O conselho da Alphabet abriu uma investigação interna sobre como a empresa lida com alegações de assédio sexual e má conduta. A empresa formou uma espécie de subcomitê independente que, por sua vez, contratou um escritório de advocacia externo para investigar como os executivos da empresa tem agido diante de acusações deste porte.

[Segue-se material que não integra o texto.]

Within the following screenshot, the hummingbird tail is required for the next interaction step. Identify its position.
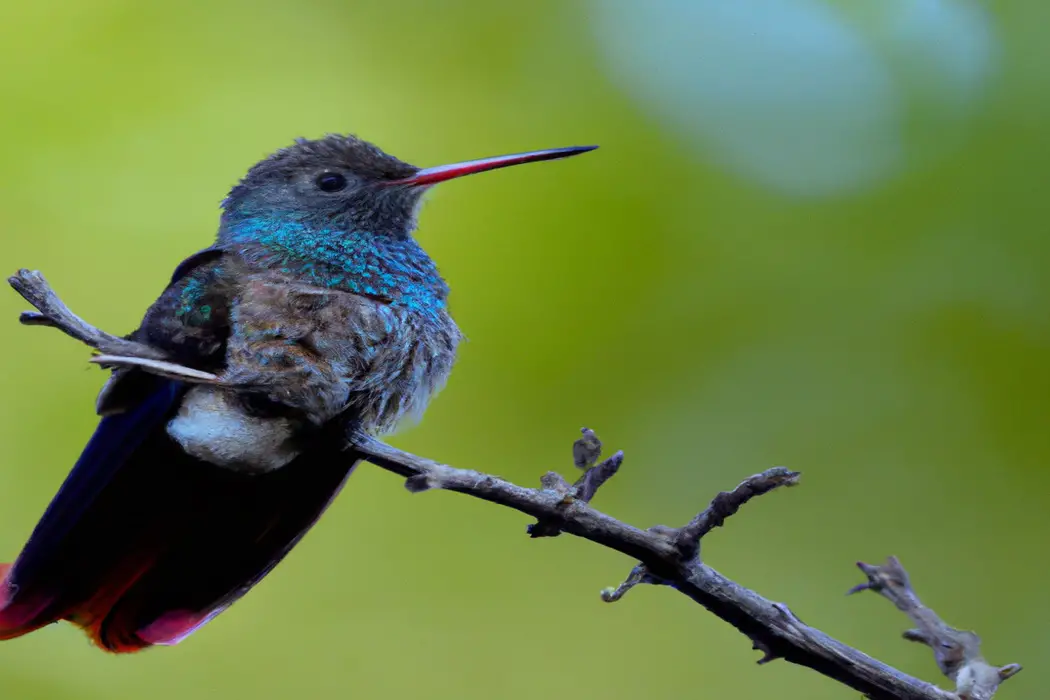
[0,380,359,653]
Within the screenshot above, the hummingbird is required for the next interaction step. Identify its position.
[0,134,596,653]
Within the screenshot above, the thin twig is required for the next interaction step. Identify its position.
[11,271,1021,700]
[849,556,1021,700]
[7,270,169,360]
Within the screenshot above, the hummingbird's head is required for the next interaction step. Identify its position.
[223,135,596,238]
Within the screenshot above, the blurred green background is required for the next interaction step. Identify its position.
[0,0,1050,700]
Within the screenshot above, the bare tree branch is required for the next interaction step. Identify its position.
[9,271,1021,700]
[849,556,1021,700]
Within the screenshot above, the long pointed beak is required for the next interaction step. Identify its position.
[386,146,597,187]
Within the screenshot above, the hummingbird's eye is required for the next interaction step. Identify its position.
[317,172,347,192]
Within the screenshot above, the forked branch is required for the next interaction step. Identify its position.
[9,270,1021,700]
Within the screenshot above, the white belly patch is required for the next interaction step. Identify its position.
[168,386,301,472]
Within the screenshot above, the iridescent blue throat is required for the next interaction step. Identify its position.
[225,216,448,314]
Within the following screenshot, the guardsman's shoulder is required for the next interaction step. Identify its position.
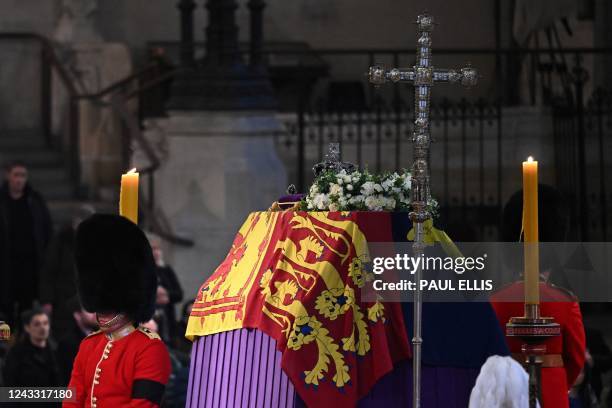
[138,326,161,340]
[85,330,102,339]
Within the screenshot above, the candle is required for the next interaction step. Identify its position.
[523,156,540,304]
[119,169,138,224]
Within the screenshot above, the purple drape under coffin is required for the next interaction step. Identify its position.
[186,329,479,408]
[186,329,295,408]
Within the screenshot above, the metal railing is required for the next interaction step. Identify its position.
[139,42,612,240]
[0,33,193,246]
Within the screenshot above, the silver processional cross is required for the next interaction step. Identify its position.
[369,14,478,408]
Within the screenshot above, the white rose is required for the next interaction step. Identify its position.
[329,183,342,195]
[361,181,374,196]
[312,194,329,210]
[404,177,412,190]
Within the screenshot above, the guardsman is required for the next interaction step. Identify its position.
[63,214,171,408]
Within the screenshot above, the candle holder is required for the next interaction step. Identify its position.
[506,303,561,408]
[0,320,11,341]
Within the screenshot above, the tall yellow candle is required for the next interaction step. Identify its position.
[523,156,540,304]
[119,169,138,224]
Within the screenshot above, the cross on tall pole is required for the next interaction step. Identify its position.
[369,14,478,408]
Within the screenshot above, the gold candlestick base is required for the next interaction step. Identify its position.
[506,304,561,344]
[506,303,561,408]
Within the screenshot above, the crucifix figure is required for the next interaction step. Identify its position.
[369,14,478,408]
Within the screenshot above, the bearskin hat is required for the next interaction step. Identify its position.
[74,214,157,323]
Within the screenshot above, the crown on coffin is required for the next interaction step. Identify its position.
[312,143,357,177]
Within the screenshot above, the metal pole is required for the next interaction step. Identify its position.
[412,222,425,408]
[177,0,195,67]
[573,54,589,242]
[248,0,266,67]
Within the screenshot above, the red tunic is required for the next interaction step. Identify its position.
[491,282,586,408]
[63,328,171,408]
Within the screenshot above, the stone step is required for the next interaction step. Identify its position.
[28,167,70,186]
[0,148,64,168]
[48,199,117,230]
[0,129,45,151]
[34,183,74,201]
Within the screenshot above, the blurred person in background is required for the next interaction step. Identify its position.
[55,296,98,386]
[0,161,52,327]
[40,205,95,337]
[569,349,600,408]
[147,233,183,345]
[4,308,60,387]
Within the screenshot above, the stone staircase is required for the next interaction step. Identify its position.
[0,129,112,227]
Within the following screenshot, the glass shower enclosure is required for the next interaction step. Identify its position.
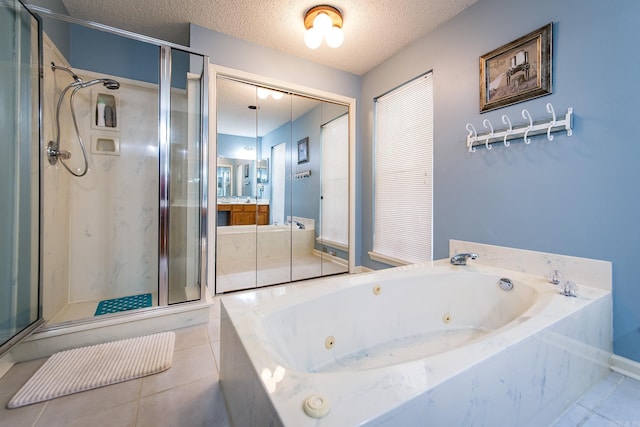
[0,1,41,355]
[0,0,208,350]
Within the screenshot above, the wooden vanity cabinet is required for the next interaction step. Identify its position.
[218,203,269,225]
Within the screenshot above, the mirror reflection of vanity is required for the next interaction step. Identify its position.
[216,75,350,293]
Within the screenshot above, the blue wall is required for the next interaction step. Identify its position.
[359,0,640,361]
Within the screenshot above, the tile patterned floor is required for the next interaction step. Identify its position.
[553,372,640,427]
[0,298,640,427]
[0,298,230,427]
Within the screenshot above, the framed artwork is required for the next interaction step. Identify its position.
[91,90,120,131]
[480,23,553,113]
[298,137,309,164]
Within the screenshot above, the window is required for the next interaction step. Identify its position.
[369,73,433,265]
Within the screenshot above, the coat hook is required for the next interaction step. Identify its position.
[482,119,493,150]
[547,102,556,141]
[522,109,533,144]
[502,114,513,147]
[466,123,478,153]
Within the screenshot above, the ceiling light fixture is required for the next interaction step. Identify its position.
[304,5,344,49]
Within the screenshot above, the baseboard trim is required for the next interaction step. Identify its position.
[0,352,14,378]
[611,354,640,381]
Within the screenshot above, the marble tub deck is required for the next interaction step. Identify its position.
[0,297,640,427]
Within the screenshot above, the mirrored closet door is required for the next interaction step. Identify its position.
[216,77,349,293]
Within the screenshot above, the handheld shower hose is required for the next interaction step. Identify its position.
[47,62,120,177]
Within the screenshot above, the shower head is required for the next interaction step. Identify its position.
[51,61,82,82]
[80,79,120,90]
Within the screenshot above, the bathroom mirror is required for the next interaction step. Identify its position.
[217,163,233,197]
[216,77,349,293]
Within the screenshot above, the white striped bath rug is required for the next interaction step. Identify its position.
[7,332,176,408]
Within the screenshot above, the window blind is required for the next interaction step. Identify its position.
[373,74,433,263]
[320,114,349,247]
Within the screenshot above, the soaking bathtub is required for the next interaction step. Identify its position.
[220,262,611,427]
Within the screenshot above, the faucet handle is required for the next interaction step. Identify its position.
[560,280,578,297]
[549,270,564,285]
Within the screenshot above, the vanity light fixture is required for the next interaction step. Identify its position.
[304,5,344,49]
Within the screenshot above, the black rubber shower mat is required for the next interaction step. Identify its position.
[94,293,152,316]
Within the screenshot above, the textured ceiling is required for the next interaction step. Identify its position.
[62,0,477,75]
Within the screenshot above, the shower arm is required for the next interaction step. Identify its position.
[47,84,89,178]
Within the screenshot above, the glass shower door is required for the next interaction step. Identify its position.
[0,1,41,355]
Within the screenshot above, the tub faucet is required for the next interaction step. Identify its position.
[450,253,478,265]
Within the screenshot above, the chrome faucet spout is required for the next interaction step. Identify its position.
[450,253,478,265]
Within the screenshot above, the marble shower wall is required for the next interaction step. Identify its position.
[42,34,72,320]
[69,70,158,301]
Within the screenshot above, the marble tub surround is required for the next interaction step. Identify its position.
[449,240,612,291]
[220,255,611,426]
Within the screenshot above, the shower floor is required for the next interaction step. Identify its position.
[216,254,349,293]
[48,292,158,324]
[47,287,200,325]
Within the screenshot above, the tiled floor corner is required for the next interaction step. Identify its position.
[0,298,230,427]
[553,372,640,427]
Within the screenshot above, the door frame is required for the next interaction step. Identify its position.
[0,0,44,360]
[208,64,357,289]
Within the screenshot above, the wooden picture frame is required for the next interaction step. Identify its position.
[298,137,309,164]
[480,22,553,113]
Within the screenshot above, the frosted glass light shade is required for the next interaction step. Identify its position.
[304,27,322,49]
[313,13,333,35]
[325,27,344,48]
[256,87,269,99]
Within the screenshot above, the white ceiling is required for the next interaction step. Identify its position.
[62,0,477,75]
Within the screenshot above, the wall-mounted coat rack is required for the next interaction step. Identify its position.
[466,103,573,152]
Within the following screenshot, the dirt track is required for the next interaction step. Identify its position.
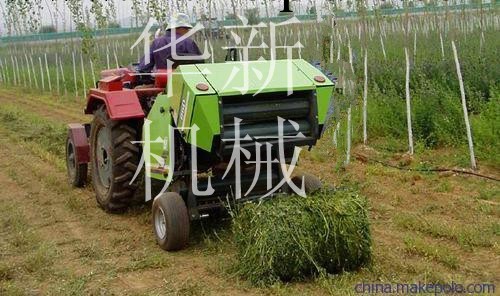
[0,86,500,295]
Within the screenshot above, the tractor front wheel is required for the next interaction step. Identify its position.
[152,192,189,251]
[66,134,87,187]
[90,106,140,211]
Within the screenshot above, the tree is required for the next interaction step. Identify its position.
[245,8,260,25]
[39,25,57,34]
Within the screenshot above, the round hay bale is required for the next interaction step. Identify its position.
[233,190,371,284]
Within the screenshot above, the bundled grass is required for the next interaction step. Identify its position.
[233,190,371,285]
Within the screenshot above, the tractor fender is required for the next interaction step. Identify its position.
[68,123,90,164]
[85,89,144,120]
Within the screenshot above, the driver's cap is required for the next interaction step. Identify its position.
[167,13,193,30]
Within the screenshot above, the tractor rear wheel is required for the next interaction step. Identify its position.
[152,192,189,251]
[66,134,87,187]
[90,106,140,212]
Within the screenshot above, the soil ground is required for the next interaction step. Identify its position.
[0,88,500,295]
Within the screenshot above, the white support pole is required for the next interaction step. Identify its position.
[90,59,97,87]
[345,104,352,165]
[30,55,38,88]
[10,55,17,85]
[113,51,120,68]
[24,54,31,85]
[56,52,61,95]
[44,53,52,91]
[80,53,87,98]
[14,56,26,87]
[59,58,68,95]
[451,40,477,170]
[439,32,444,60]
[0,59,5,84]
[363,49,368,145]
[413,31,417,63]
[38,57,45,91]
[333,121,340,148]
[71,51,78,97]
[106,45,110,69]
[14,56,22,86]
[405,47,413,155]
[3,58,12,84]
[380,35,387,60]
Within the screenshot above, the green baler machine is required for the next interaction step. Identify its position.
[67,59,334,250]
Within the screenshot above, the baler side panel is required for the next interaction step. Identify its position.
[187,95,220,152]
[171,65,215,127]
[85,89,144,120]
[316,86,334,124]
[293,60,334,124]
[146,95,172,180]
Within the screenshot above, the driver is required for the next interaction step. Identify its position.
[138,13,201,72]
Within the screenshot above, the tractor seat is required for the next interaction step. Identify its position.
[101,68,130,78]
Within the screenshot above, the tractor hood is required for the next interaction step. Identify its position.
[196,60,333,96]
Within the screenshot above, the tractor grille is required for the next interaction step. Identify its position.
[221,91,319,155]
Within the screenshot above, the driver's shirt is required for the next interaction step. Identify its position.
[138,30,201,72]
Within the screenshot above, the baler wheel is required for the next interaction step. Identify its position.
[292,173,323,194]
[90,106,140,212]
[152,192,189,251]
[66,134,87,187]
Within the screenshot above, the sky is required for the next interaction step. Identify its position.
[0,0,344,36]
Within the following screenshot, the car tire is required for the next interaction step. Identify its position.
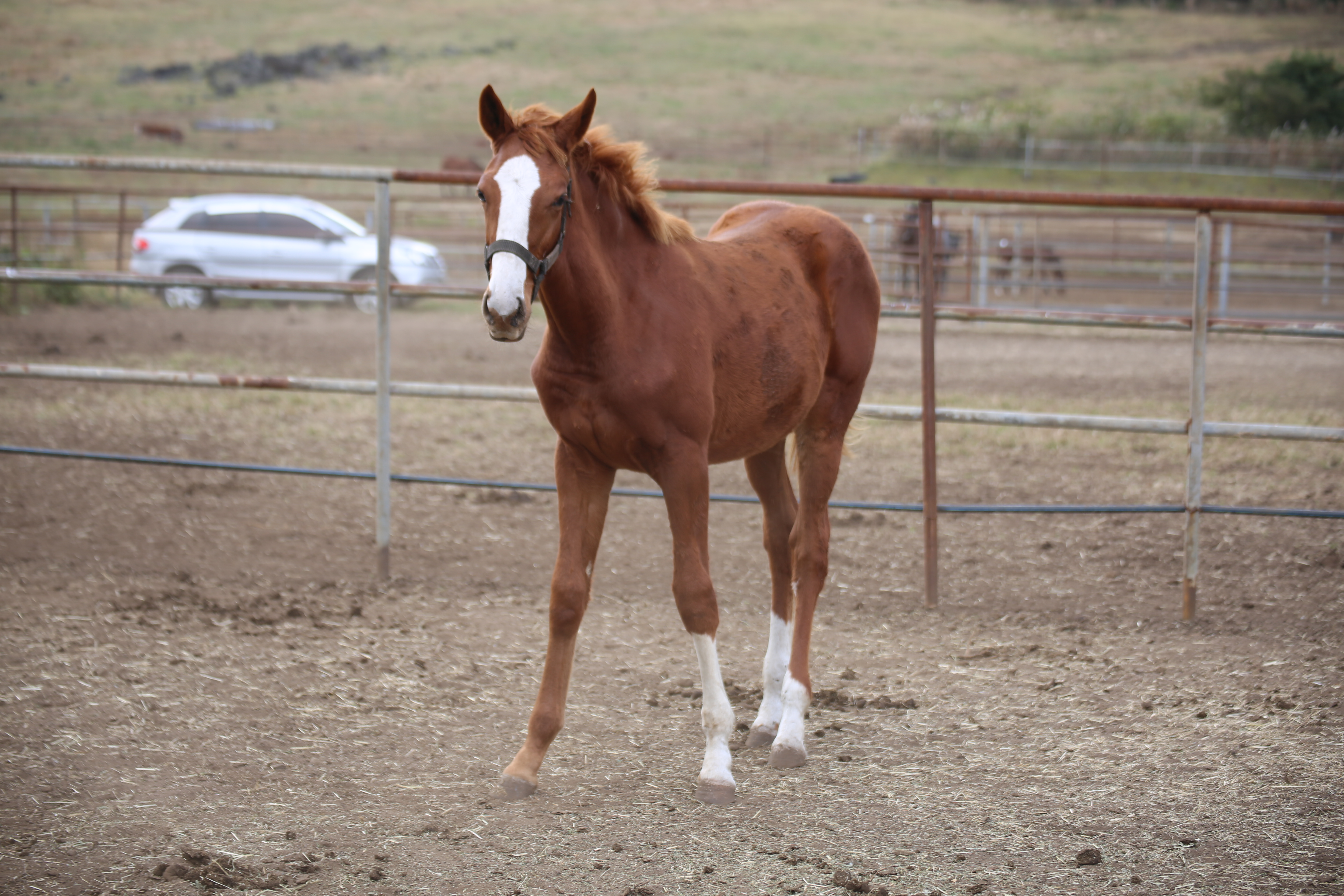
[159,265,215,312]
[350,267,406,314]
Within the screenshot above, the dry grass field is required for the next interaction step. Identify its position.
[0,0,1344,195]
[0,308,1344,896]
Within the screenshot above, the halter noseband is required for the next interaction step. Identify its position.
[485,175,574,302]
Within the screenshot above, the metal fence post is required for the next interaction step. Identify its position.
[1321,231,1332,308]
[973,215,989,308]
[919,199,938,610]
[374,180,392,579]
[1180,211,1214,621]
[114,189,126,301]
[9,187,21,308]
[1218,220,1232,317]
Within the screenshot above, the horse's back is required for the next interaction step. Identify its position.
[703,202,882,457]
[707,200,882,383]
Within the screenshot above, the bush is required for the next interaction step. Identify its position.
[1199,52,1344,137]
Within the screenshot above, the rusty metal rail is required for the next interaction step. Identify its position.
[0,153,1344,619]
[8,153,1344,215]
[0,267,481,298]
[0,364,1344,442]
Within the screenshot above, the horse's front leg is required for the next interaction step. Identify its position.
[746,441,798,747]
[654,443,736,806]
[501,439,616,799]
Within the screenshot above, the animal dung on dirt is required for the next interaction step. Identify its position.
[477,86,882,803]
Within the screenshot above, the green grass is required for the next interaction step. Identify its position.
[0,0,1344,195]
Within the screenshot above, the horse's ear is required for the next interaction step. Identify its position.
[481,85,516,145]
[555,89,597,152]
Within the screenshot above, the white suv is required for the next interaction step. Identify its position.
[130,193,448,312]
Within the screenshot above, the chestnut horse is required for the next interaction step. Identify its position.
[477,86,880,803]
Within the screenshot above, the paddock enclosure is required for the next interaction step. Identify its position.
[0,158,1344,896]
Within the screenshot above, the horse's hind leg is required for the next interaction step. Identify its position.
[501,442,616,799]
[745,441,798,747]
[770,416,844,768]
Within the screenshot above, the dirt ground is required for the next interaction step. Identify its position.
[0,306,1344,896]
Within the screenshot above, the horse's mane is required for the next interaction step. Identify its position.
[513,103,695,245]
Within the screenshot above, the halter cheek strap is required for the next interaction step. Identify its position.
[485,177,574,302]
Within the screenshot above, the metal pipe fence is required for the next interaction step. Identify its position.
[0,177,1344,317]
[0,154,1344,619]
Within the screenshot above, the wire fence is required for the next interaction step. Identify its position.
[0,154,1344,619]
[0,185,1344,320]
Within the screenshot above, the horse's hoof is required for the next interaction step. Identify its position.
[747,725,778,747]
[500,775,536,802]
[770,744,808,768]
[695,780,738,806]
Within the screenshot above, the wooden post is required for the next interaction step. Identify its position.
[919,199,938,610]
[1180,211,1214,622]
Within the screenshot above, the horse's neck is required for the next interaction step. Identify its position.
[542,175,667,360]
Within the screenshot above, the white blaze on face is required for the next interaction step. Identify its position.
[486,156,542,317]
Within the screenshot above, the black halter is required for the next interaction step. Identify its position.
[485,177,574,302]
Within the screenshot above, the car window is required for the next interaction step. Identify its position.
[309,208,364,236]
[182,211,210,230]
[203,211,267,234]
[262,211,331,239]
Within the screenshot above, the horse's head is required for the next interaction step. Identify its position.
[476,85,597,343]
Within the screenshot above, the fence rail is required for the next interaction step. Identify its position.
[0,154,1344,619]
[0,364,1344,442]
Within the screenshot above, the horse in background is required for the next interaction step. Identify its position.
[989,238,1066,296]
[477,86,882,803]
[890,203,961,296]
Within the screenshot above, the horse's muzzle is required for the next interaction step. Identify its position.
[481,289,532,343]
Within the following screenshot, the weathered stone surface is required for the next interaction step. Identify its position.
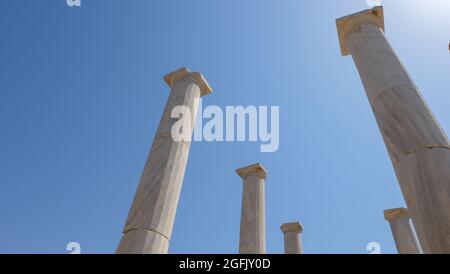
[236,164,267,254]
[394,147,450,253]
[372,84,450,161]
[117,68,212,253]
[337,7,450,253]
[384,208,421,254]
[116,229,169,254]
[281,222,303,254]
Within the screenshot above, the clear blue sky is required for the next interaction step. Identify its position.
[0,0,450,253]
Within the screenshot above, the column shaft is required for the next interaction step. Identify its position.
[237,164,267,254]
[116,68,211,253]
[337,7,450,253]
[384,208,422,254]
[281,222,303,254]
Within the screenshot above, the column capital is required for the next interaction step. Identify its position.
[236,163,267,179]
[336,6,384,56]
[280,222,303,233]
[164,67,213,96]
[384,207,411,221]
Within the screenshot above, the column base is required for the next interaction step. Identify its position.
[116,229,169,254]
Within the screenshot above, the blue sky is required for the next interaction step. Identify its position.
[0,0,450,253]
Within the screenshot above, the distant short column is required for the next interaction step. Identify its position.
[281,222,303,254]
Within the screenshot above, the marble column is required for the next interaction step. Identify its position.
[116,68,212,254]
[384,208,422,254]
[336,7,450,253]
[281,222,303,254]
[236,164,267,254]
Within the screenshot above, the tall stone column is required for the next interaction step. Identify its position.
[384,208,422,254]
[116,68,212,254]
[281,222,303,254]
[336,7,450,253]
[236,164,267,254]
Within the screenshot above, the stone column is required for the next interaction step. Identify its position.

De acordo com o pessoal da CNBC, estes executivos (alguns até já deixaram a Google) foram citados em matéria do The New York Times, o que desencadeou uma série de outras denúncias. Eis alguns dos principais nomes:

David Drummond

Imagem: Divulgação/ Google

O diretor jurídico da Google, David Drummond teve um caso com a ex-advogada da empresa, Jennifer Blakely, violando as políticas da companhia em relação aos relacionamentos entre gerentes e membros de sua equipe. Segundo Blakely, o relacionamento resultou em uma criança. Após o nascimento, o departamento de RH da Google informou ao casal que um deles teria que deixar o departamento jurídico - que acabou por ser Blakely, que se mudou para vendas.

Andy Rubin

Imagem: Gizmodo

Andy Rubin, um dos fundadores do Android, foi forçado por Larry Page, CEO da Alphabet, a renunciar em 2014, após alegações de que ele havia coagido outro funcionário da Google a "fazer sexo oral em um quarto de hotel em 2013", de acordo com uma matéria do New York Times. Rubin recebeu um pagamento de US$ 90 milhões para deixar a companhia.

Rich DeVaul

Imagem: Divulgação/ Google

Rich DeVaul, ex-diretor da divisão X da Alphabet, também foi exposto na matéria do NYT. A alegação era de que ele havia convidado uma possível contratação da Google para o Burning Man e a encorajado a tirar a roupa e fazer uma massagem. DeVaul renunciou pouco depois.

Amit Singhal

Imagem: Divulgação/ Google

Amit Singhal, ex-vice-presidente sênior de busca, a quem a Google confirmou que pagou US$ 15 milhões em indenização depois que ele foi acusado de assédio sexual.

O que diz a Google?

"Como já foi confirmado em processos públicos, no início de 2019, o Conselho de Administração da Alphabet formou um comitê de litígio especial para considerar as reivindicações feitas pelos acionistas em vários processos relacionados a condutas anteriores no local de trabalho", comentou um porta-voz da Alphabet.

O CEO Sundar Pichai e Eileen Naughton, vice-presidente de operações de pessoas da Google, responderam à matéria do New York Times em outubro passado, observando que, na época, 48 funcionários haviam sido demitidos nos dois anos anteriores sem indenizações e que 13 dessas pessoas eram "gerentes seniores ou superiores ".

Apesar disso, os relatos contínuos de assédio sexual levaram ao aumento das tensões com a empresa. Como parte disso, 20.000 funcionários da empresa fizeram uma paralisação em resposta a essa mesma matéria do Times em 1º de novembro de 2018. Dois dos organizadores dessa paralisação, Claire Stapleton e Meredith Whittaker, relataram mais tarde retaliação da Google no início deste ano por causa dessa manifestação. Ambos deixaram a empresa.

Apesar do silêncio da Google em muitos desses casos, parece que sua controladora, a Alphabet, quer ir a fundo. Vamos acompanhar.